In this special guest feature, Srikant Menon, Practice Director of Internet of Things (IoT) at Happiest Minds Technologies, discusses how it is imperative for businesses to balance the massive benefits of IoT along with the security risks it poses. While millions of “things” are simple in nature, IoT security is an absolute must and should require an end-to-end approach. Srikant has over 15 years of experience in IoT Practice Development, Strategy, Consultancy, Product Development in Digital Technologies with strong Project Management, Team Leadership & Customer Interaction skills. He is passionate about combining design and technology to execute business goals with energetic start-up attitude and entrepreneurial drive. His goal is to help Enterprises use the power of design and technology to create a positive impact in their operations, customer engagement and business model innovation. Srikant has experience in applying IoT in industries like manufacturing, supply chain management, healthcare etc. globally.

The Digital Age has ushered in a new way of thinking in economies around the world and Internet of Things (IoT) is one of the fastest emerging ecosystems that delivers significant business benefits valued at trillions of dollars across industries. IoT is already impacting how goods are produced and distributed, how products are refined and serviced etc. due to the explosion of data generated by millions of devices, the growth of cloud and the access of integrated real-time information in the palm of the consumers. According to McKinsey, IoT has a total potential economic impact of $3.9 trillion to $11.1 trillion a year by 2025.

As more businesses undergo digital transformations and increasingly see value in IoT, the number of “things” too has increased dramatically. This year alone, Gartner forecasts, that nearly 8.4 billion connected “things” will be in use worldwide. The rise of IoT has also put a lot of focus on security. With businesses on target to employ 3.1 billion connected things in 2017, IoT networks are vulnerable to attacks by hackers. Even as companies are moving from demos and prototypes to undertaking large-scale deployments, they have not thought about end-to-end security when it comes to IoT.

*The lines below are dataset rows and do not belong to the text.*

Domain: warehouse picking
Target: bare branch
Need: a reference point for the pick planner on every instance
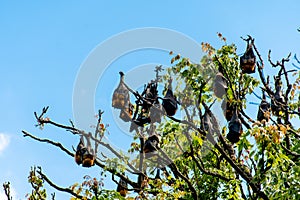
(67, 190)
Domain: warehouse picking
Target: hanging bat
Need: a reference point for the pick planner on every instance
(169, 101)
(156, 113)
(120, 99)
(126, 113)
(247, 61)
(277, 105)
(220, 85)
(151, 144)
(122, 187)
(235, 128)
(263, 109)
(228, 109)
(89, 156)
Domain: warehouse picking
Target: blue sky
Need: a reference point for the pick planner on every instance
(43, 45)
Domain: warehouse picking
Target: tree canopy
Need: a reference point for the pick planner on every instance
(181, 149)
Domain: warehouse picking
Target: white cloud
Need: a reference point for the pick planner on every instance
(4, 141)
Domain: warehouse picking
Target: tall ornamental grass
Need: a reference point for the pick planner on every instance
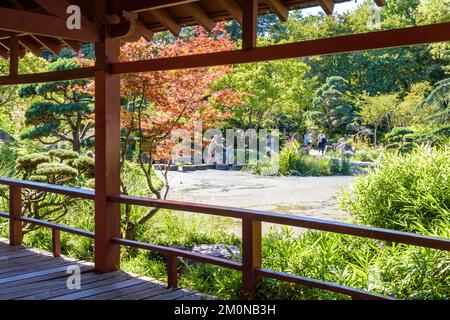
(409, 192)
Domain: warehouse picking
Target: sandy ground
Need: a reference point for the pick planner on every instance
(305, 196)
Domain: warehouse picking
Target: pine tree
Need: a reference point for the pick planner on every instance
(62, 111)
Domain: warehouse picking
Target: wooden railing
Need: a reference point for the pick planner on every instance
(251, 265)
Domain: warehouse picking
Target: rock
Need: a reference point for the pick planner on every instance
(222, 166)
(5, 136)
(187, 168)
(236, 167)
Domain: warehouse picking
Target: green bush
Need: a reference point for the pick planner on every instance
(407, 192)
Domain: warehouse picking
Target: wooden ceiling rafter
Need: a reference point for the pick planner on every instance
(233, 9)
(49, 44)
(327, 6)
(20, 21)
(280, 10)
(200, 16)
(29, 43)
(166, 20)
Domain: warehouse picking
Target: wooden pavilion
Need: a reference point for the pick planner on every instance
(38, 25)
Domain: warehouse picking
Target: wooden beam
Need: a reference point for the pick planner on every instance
(327, 6)
(74, 45)
(5, 43)
(3, 52)
(39, 24)
(232, 8)
(142, 30)
(48, 76)
(144, 5)
(13, 56)
(251, 256)
(15, 212)
(28, 43)
(166, 20)
(341, 44)
(59, 9)
(48, 43)
(107, 147)
(200, 16)
(249, 24)
(280, 10)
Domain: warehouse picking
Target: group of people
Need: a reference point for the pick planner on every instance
(309, 140)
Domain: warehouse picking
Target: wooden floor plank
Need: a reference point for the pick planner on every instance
(45, 277)
(15, 255)
(33, 274)
(144, 294)
(145, 286)
(92, 292)
(89, 281)
(171, 295)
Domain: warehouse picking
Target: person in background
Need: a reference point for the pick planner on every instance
(288, 141)
(307, 139)
(322, 141)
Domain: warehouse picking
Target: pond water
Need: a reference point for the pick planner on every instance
(304, 196)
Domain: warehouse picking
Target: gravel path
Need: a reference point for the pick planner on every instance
(306, 196)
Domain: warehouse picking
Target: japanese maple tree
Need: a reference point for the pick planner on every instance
(157, 103)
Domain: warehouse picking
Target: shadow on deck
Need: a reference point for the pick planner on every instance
(31, 274)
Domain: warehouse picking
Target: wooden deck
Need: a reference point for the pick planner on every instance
(31, 274)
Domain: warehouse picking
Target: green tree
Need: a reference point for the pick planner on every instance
(11, 105)
(63, 112)
(375, 110)
(57, 166)
(332, 108)
(268, 91)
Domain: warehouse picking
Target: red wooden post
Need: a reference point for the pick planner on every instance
(56, 242)
(249, 24)
(172, 271)
(251, 256)
(107, 149)
(15, 211)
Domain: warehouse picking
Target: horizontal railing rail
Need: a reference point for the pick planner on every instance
(251, 265)
(290, 220)
(51, 188)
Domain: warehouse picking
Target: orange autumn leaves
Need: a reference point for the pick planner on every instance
(162, 101)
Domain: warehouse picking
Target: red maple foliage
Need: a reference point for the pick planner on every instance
(162, 101)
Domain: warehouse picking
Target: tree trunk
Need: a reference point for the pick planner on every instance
(375, 136)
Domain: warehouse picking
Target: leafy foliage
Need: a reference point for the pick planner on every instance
(64, 112)
(332, 108)
(407, 192)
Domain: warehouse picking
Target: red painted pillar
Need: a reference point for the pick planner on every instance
(249, 24)
(107, 153)
(15, 211)
(251, 256)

Data breaches in an IoT network can have two major impacts: firstly, it can result in injury or lead to loss of human life. Ransomware attacks in healthcare are a perfect example of how hackers can control the access to medical records, putting the patient’s life at risk. Ransomware attacks more than quadrupled to 200 in 2016, with nearly half happening in the healthcare sector, according to Beazley Breach Insights.  One of the major ransomware attack this year was WannaCry which affected major organizations including hospitals and public amenities.

Secondly, sensitive data could be disclosed as unsecured IoT devices can act as pathways to penetrate business network defenses as well as become slave nodes themselves. In October 2016, DNS provider Dyn was struck by malware known as Mirai in two large and complex Distributed Denial of Service (DDoS) attacks, the largest of DDoS attacks in history. A significant volume of attack traffic originated from Mirai-based botnets and it infected 100,000 devices including cameras and DVRs, affecting access to many websites. Other major attacks include Target, Sony Pictures Entertainment, Anthem, JPMorgan, OPM and Sears. No doubt, DDoS attacks are on the rise and will cost enterprises a minimum of $2.5 million each every time an attack takes place.

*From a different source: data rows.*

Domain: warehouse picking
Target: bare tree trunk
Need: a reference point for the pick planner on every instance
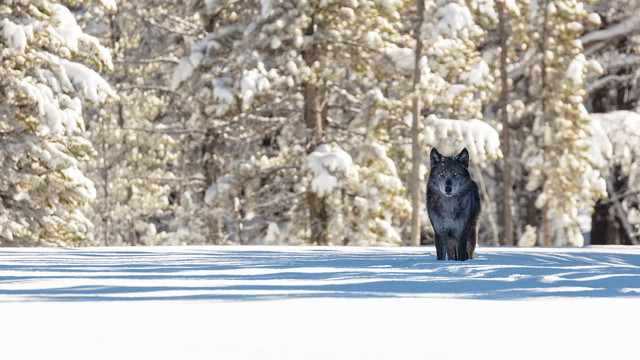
(314, 95)
(416, 153)
(622, 215)
(546, 226)
(506, 131)
(106, 221)
(489, 211)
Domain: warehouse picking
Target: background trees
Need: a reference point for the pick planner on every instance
(290, 121)
(44, 84)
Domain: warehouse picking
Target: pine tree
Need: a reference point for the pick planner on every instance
(556, 153)
(138, 139)
(45, 83)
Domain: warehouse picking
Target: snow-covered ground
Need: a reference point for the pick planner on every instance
(319, 303)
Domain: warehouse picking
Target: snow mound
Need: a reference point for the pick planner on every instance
(450, 136)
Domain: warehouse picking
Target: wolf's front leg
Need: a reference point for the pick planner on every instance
(441, 246)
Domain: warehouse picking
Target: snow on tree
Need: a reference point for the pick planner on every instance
(614, 145)
(138, 172)
(282, 78)
(45, 83)
(555, 153)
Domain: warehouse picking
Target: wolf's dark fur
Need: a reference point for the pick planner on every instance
(453, 205)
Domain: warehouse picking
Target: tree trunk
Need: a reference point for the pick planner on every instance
(314, 98)
(416, 158)
(506, 132)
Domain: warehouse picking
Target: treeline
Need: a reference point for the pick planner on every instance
(292, 122)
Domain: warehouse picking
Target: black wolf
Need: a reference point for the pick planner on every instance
(453, 205)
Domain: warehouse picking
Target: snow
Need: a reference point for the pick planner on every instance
(450, 136)
(318, 303)
(16, 36)
(328, 164)
(453, 18)
(252, 83)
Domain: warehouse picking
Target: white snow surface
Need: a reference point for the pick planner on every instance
(318, 303)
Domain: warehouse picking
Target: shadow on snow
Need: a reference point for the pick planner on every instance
(219, 273)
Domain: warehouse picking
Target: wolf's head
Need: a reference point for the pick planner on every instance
(449, 174)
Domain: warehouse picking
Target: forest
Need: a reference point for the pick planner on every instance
(190, 122)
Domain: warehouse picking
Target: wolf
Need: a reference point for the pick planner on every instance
(453, 204)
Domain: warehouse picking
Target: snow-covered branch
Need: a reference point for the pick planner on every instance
(626, 27)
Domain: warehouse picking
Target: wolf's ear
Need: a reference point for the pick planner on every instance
(463, 157)
(435, 157)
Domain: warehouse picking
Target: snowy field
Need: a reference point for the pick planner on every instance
(319, 303)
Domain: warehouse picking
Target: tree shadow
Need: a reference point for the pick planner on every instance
(262, 273)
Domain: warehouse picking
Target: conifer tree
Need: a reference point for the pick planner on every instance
(46, 62)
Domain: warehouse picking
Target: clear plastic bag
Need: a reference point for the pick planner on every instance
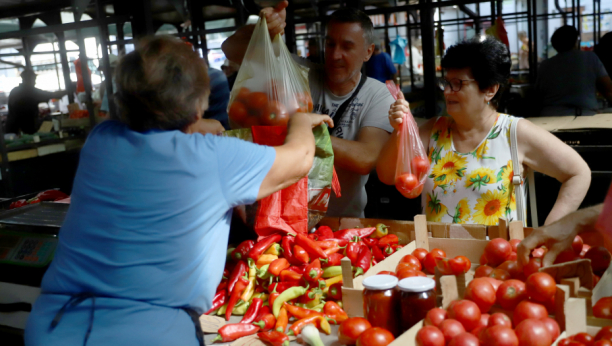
(412, 162)
(270, 85)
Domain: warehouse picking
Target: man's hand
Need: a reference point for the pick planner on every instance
(275, 17)
(205, 126)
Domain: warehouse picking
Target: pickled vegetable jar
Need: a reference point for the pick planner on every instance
(381, 302)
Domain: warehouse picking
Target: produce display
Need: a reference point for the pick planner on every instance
(281, 284)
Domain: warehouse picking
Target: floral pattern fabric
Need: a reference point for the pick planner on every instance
(473, 187)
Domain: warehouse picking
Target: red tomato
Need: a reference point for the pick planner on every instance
(514, 243)
(375, 337)
(540, 287)
(500, 319)
(430, 336)
(420, 254)
(584, 338)
(459, 265)
(431, 260)
(238, 112)
(275, 115)
(585, 248)
(243, 94)
(600, 259)
(466, 312)
(528, 310)
(497, 251)
(532, 267)
(481, 292)
(349, 330)
(411, 260)
(405, 183)
(434, 317)
(539, 252)
(553, 327)
(494, 282)
(532, 332)
(451, 328)
(257, 102)
(420, 165)
(408, 273)
(566, 256)
(500, 274)
(464, 339)
(512, 268)
(510, 293)
(577, 245)
(483, 271)
(483, 260)
(603, 308)
(499, 336)
(604, 333)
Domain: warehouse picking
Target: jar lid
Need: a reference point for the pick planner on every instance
(380, 282)
(417, 284)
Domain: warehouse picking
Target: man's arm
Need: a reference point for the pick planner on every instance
(235, 46)
(360, 156)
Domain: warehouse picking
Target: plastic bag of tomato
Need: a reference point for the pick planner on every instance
(412, 162)
(270, 86)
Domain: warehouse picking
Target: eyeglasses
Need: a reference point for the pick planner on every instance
(455, 84)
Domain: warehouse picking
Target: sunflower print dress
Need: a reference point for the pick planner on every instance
(475, 187)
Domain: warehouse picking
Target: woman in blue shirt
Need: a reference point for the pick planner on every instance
(143, 245)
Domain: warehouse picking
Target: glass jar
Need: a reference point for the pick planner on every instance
(381, 302)
(418, 296)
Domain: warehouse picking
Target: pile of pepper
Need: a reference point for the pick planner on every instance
(294, 278)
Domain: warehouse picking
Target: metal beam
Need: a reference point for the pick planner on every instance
(60, 28)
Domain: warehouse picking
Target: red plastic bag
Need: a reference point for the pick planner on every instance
(285, 210)
(412, 162)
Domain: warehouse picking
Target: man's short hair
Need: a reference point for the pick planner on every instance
(351, 15)
(564, 38)
(160, 84)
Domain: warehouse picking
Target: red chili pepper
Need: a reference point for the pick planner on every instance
(288, 275)
(333, 260)
(363, 260)
(324, 233)
(287, 245)
(278, 265)
(378, 254)
(371, 242)
(240, 286)
(51, 195)
(267, 322)
(241, 251)
(280, 287)
(349, 234)
(234, 331)
(389, 239)
(274, 338)
(252, 311)
(237, 273)
(300, 255)
(222, 286)
(218, 301)
(262, 246)
(335, 291)
(352, 251)
(310, 246)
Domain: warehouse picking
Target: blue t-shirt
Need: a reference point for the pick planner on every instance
(380, 67)
(147, 233)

The aftermath of a data breach can include long-lasting damage to brand equity and reputation. Apart from that, economic losses stemming from the breach, destruction of operational infrastructure and damage to critical systems can also affect the company. According to a recent Forbes Insight Report, 46% of organizations suffered damage to their reputations and brand value as a result of a cyber-security breach. Preparing for a breach beforehand, instead of waiting until it happens, is a best practice that all organizations should adopt. Incident Response Plans can significantly help as it will allow the employees to familiarize themselves with the process so that when a breach occurs, the tasks can be completed in a timely fashion. IoT security has to be in-built and not be treated like an afterthought.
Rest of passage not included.